がん診療における体細胞遺伝子変異と生殖細胞系列遺伝子変異

角南久仁子

がん分子標的治療 Vol.17 No.1, 12-15, 2019

がん診療において,遺伝子変異情報に基づいて治療選択を行う「ゲノム医療」が実装化されようとしている。がんに関連する遺伝子変異は体細胞遺伝子変異と生殖細胞系列遺伝子変異に大別され,前者は治療反応性や抵抗性に関与し,後者は主にがんの発症しやすさに関与する。次世代シーケンサーを用いた多遺伝子パネル検査は,これらの遺伝子変異の有無を一度に解析して結果を診療に反映させることが可能である。

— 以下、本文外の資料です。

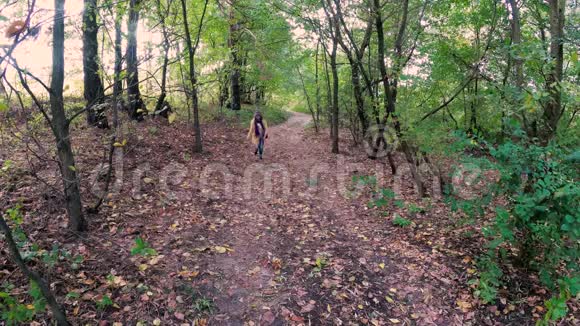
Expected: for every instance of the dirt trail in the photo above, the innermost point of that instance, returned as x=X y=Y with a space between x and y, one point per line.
x=311 y=255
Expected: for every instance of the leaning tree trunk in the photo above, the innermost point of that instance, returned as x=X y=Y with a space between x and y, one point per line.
x=236 y=103
x=334 y=69
x=191 y=48
x=161 y=99
x=93 y=87
x=553 y=109
x=60 y=125
x=136 y=106
x=390 y=87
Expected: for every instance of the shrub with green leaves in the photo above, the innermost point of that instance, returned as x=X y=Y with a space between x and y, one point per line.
x=541 y=220
x=142 y=248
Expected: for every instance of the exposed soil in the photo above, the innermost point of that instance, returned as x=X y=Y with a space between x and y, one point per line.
x=309 y=252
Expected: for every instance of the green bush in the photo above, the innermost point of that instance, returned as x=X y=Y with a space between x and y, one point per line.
x=540 y=222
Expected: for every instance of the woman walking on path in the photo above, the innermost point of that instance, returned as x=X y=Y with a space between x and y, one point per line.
x=258 y=132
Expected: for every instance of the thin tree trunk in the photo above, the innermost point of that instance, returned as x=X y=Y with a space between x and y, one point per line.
x=136 y=106
x=55 y=308
x=553 y=109
x=390 y=85
x=118 y=82
x=61 y=125
x=183 y=84
x=161 y=99
x=192 y=75
x=317 y=118
x=308 y=102
x=334 y=69
x=517 y=59
x=93 y=87
x=328 y=90
x=234 y=51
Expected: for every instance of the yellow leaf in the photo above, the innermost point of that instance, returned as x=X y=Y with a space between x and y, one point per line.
x=220 y=249
x=171 y=117
x=463 y=305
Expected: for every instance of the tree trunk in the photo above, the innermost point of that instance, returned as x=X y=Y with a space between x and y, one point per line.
x=516 y=35
x=334 y=69
x=192 y=76
x=136 y=106
x=61 y=125
x=118 y=83
x=55 y=308
x=317 y=117
x=390 y=86
x=93 y=87
x=161 y=99
x=235 y=55
x=553 y=109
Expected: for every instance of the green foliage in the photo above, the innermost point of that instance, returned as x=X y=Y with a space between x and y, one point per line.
x=104 y=303
x=203 y=305
x=541 y=220
x=13 y=312
x=320 y=264
x=272 y=114
x=381 y=198
x=401 y=221
x=142 y=248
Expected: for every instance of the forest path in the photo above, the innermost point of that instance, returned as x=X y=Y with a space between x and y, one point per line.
x=308 y=252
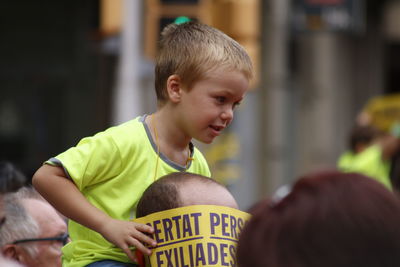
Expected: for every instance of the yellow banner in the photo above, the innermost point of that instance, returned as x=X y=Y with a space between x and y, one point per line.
x=384 y=111
x=200 y=235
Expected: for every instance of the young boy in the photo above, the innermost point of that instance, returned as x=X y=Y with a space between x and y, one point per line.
x=201 y=75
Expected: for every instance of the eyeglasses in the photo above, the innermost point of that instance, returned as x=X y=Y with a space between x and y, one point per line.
x=61 y=238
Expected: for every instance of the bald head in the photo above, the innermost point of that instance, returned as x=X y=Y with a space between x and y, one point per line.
x=182 y=189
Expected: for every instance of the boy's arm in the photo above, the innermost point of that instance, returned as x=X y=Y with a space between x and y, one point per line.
x=62 y=193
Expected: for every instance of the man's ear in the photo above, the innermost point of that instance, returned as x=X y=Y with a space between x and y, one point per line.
x=9 y=251
x=174 y=88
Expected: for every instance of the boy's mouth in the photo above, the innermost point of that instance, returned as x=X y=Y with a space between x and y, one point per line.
x=217 y=128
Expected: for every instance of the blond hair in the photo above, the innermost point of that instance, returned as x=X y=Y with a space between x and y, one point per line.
x=191 y=50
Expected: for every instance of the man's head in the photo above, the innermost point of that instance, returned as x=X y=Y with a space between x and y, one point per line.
x=28 y=222
x=328 y=219
x=183 y=189
x=192 y=51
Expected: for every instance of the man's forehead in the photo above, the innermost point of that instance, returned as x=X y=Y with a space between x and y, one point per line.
x=205 y=193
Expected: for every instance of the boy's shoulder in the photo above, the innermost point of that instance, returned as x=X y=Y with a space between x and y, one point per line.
x=124 y=133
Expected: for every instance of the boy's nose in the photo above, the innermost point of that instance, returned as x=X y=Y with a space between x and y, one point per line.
x=227 y=115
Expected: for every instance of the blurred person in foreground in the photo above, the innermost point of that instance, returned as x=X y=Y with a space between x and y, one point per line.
x=11 y=179
x=33 y=233
x=182 y=189
x=328 y=219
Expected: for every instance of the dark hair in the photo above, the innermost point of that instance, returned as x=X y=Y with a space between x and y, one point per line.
x=163 y=194
x=329 y=219
x=11 y=179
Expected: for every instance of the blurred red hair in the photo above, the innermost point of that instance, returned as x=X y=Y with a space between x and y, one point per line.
x=329 y=219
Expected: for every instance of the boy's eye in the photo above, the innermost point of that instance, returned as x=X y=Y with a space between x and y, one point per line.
x=236 y=104
x=220 y=99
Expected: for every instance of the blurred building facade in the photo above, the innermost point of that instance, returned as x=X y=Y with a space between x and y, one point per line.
x=59 y=77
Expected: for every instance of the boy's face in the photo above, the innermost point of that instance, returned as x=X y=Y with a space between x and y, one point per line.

国立がん研究センターで開発した「NCCオンコパネル」を用いたゲノム医療実装化プロジェクト(TOP-GEARプロジェクト)では過半数の症例で診療に有用な体細胞遺伝子変異を,3%に生殖細胞系列遺伝子変異を認めた。さらに13%では遺伝子変異に合致した治療が行われ,NCCオンコパネルの臨床的有用性が示された。
「KEY WORDS」体細胞遺伝子変異,生殖細胞系列遺伝子変異,多遺伝子パネル検査,ゲノム医療

※記事の内容は雑誌掲載時のものです。